Compute Canada

Access Levels

A guide to help choose a Category of access level for HPCVL.

We are currently charging $0 for Catagories 1,2 and 5

 

Please read the Access Levels Policies prior to reading this document.

The following discussion assumes that the Central site has three main production pools as outlined given below. There are other resources that HPCVL may offer to groups but the following is for illustration only. Obviously, the resources outlined below have to be differentiated when considering classifying their weight, such as, systems and jobs with large memory and small-memory-footprint throughput jobs.

  • Victoria Falls cluster (VF) with 74 Sun SPARC T5140 servers. These servers have two Niagara 2+ eight-core chips (1.2GHz) with 8 threads per core and 32 GB or 64 GB of memory. This means there are 128 compute threads available on each server for a total of 9472 threads (processes) available in the cluster.
  • Sun Enterprise M9000 cluster (M9K) with eight M9000 systems each containing 64 quad-core SPARC64 VII chips (2.52 GHz) and 2 TB of memory. Each CPU core runs two threads giving 512 compute threads (processes) per system or 4096 compute threads for the cluster.

Resource Limits

As of December 2008, the default number of jobs per user permitted through the queues has been changed to a total of 8 executing jobs and the default number of threads/processes per user per cluster as:

  • Victoria Falls (vf001-73): 512
  • M9000 (m8k0001-8): 64

General Institutional Access (Category 1)

Category 1 access level should allow a PI (with a small group) to access the resources of HPCVL in a low-key manner. That is, a relatively small numbers of threads or processes per job and not burdening the systems all the time. So, should a Cat.1 PI have 3 graduate students, each submitting jobs that are using 4 to 12 threads or processes, the total usage might be using 192 threads or processes on the M9K cluster 50% of the time. Alternatively, a Cat. 1 PI may have only 1 graduate student but this graduate student requires 280 threads or processes for 50% of the time on a combination of the clusters. This is not yet approaching the point where resources might be denied other users and this PI would be okay here but perhaps would be asked to move to Category 2, the Enhanced Institutional Access Category, if their average monthly usage starts approaching the monthly user limits for resources and the group is large. Note that "the resources" are loosely defined here as factors such as memory and type of CPUs (i.e. queues) may vary and be weighted differently.

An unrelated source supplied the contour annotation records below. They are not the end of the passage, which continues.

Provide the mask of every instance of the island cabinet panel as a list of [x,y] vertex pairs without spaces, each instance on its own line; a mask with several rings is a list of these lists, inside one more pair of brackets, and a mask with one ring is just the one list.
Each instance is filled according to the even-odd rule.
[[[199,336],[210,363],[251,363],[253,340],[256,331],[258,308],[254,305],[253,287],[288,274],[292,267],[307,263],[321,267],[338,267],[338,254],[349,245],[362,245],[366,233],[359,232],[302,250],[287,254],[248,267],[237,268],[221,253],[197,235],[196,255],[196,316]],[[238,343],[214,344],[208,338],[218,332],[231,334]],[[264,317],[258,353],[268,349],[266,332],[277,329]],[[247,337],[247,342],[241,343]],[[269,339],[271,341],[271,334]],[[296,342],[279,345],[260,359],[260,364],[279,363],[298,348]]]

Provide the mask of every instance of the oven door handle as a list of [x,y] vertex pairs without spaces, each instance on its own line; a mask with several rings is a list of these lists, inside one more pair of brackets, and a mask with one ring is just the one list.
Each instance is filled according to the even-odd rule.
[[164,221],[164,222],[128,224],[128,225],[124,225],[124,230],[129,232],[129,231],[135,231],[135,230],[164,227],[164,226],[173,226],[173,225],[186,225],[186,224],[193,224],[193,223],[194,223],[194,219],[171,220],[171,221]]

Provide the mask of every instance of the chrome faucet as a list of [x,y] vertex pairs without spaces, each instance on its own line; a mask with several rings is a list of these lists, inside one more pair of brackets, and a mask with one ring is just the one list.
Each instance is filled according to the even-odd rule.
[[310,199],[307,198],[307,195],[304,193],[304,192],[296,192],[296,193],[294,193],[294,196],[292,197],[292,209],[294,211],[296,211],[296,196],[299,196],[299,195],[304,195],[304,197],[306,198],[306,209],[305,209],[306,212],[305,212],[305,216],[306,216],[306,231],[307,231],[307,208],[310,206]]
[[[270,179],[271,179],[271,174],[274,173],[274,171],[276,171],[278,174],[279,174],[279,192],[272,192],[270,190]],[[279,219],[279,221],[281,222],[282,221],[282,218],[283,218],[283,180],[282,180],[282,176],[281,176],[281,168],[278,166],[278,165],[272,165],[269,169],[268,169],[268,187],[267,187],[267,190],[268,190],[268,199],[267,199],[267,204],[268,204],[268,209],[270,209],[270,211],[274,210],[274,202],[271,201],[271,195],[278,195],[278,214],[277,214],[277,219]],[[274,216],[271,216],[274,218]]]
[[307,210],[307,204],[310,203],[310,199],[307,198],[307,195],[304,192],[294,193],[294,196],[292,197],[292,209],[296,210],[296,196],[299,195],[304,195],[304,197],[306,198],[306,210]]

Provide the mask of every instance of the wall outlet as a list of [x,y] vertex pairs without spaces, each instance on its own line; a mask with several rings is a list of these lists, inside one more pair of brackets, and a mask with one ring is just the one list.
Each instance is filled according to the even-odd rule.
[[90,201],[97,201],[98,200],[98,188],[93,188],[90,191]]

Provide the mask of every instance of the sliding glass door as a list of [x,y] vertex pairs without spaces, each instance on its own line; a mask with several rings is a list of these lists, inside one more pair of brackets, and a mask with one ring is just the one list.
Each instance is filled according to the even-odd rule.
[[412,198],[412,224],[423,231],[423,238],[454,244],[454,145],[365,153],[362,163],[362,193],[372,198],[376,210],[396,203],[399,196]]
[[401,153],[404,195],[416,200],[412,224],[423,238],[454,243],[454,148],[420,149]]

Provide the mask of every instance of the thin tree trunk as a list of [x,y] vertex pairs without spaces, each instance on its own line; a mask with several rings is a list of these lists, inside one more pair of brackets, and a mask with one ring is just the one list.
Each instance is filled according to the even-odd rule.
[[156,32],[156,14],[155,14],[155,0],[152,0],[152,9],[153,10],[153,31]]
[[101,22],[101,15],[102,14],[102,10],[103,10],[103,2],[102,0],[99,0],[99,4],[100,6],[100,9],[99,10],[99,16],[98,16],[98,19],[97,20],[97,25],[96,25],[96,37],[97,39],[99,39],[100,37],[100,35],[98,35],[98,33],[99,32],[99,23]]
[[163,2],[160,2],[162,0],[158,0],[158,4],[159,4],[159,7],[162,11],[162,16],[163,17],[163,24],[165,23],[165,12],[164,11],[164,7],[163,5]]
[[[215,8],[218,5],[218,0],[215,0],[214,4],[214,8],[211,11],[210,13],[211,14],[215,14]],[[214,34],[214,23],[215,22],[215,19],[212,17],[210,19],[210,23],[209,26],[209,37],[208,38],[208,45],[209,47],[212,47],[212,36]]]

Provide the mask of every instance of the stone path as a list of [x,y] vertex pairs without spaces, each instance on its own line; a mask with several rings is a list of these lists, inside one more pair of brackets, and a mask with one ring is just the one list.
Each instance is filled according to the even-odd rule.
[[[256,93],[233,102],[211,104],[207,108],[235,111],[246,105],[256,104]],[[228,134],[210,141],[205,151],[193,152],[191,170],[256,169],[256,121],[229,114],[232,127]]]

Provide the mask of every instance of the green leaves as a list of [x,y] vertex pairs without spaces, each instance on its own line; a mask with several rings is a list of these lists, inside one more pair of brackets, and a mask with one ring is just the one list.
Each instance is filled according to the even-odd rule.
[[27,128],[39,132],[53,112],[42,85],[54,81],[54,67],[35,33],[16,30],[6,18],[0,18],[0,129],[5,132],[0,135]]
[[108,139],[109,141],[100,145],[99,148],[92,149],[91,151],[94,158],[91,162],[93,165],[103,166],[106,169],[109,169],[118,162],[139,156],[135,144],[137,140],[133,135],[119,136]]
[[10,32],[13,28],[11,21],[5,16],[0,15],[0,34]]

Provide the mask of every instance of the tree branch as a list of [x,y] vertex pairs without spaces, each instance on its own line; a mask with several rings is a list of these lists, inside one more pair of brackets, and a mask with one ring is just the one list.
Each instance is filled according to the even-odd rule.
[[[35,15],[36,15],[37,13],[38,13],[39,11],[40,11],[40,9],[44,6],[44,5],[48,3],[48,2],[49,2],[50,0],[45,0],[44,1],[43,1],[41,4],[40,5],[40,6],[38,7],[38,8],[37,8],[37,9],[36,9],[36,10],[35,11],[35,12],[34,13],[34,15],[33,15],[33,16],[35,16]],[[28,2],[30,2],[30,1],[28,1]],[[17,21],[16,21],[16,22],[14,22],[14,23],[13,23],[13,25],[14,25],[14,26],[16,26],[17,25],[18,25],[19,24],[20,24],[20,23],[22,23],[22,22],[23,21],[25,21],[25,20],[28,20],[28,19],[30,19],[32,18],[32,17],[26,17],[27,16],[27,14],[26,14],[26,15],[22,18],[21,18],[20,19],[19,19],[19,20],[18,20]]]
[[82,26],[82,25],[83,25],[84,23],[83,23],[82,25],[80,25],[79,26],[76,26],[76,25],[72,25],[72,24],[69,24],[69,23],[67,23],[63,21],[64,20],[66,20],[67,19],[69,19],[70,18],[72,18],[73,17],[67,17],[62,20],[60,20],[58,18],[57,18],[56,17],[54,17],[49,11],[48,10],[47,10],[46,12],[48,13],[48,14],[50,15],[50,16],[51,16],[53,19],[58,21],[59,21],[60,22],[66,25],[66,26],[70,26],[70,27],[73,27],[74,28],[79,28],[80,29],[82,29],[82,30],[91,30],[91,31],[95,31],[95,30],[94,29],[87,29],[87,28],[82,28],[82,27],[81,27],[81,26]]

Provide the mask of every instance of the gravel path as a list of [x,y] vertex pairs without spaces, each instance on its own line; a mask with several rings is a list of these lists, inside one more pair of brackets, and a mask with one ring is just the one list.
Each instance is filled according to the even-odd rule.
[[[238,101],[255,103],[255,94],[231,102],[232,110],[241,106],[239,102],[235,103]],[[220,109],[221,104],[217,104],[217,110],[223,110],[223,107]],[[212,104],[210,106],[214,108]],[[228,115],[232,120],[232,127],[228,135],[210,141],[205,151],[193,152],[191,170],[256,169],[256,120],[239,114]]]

Another example is with a group that starts out using 24 to 64 threads with 1 user. More users in the group sign up and 3 users end up collectively using 400 threads 60% of the time. This is a situation that would require the PI move from a Cat. 1 level to a Cat. 2 level depending on the queue being used. Flexibility should be preserved as one day a group might have 3 people needing 400 threads altogether but 90% of the time they use only 50. Constant monitoring is required and we understand that minor bumps need not mean that people have entered into a more computationally demanding phase of their research programs. We are also keeping in mind that research capability is why HPCVL exists. Again keep in mind that not all resources are equal and that the Victoria Falls cluster threads are counted with less weight than say the M9K cluster threads with the large memory.

Enhanced Institutional Access (Category 2)

The Category 2 access level should allow a PI and their group to access greater resources. Although the restriction on numbers may be implicit for the Cat. 1 level, for the Cat. 2 level there should be no such implicit restriction. These groups could involve 1 or more users whose computing needs exceed 200 threads on the M9000 cluster say 60% of the available time. Say a group uses 500 threads on average 70% of the available time on the M9000 cluster. At present, that would constitute 8.5% of the available 4096 threads available on that cluster. Once again, keep in mind that some threads will be "valued" more than others or rather some will be valued less depending on the cluster being used.

With the installation of additional resources, the percentages may become a little more complicated to calculate and we will be updating these guidelines as needed. Throughout all of this is the understanding that the Cat. 2 access level has a higher level of priority. Should a user in a group need even higher priority and more resources (say over 900 threads for 6 weeks), a special fee may need to be paid to administer this service. However, provided the Cat. 2 PI whose group may need say the 900 threads for 6 weeks is making every effort to optimize their code, this type of work should be encouraged. It is an example of capability computing that we strive for. We may be resource bound at times and be unable to provide this service. We may also have a special pool of threads available at times to facilitate this type of work at some point.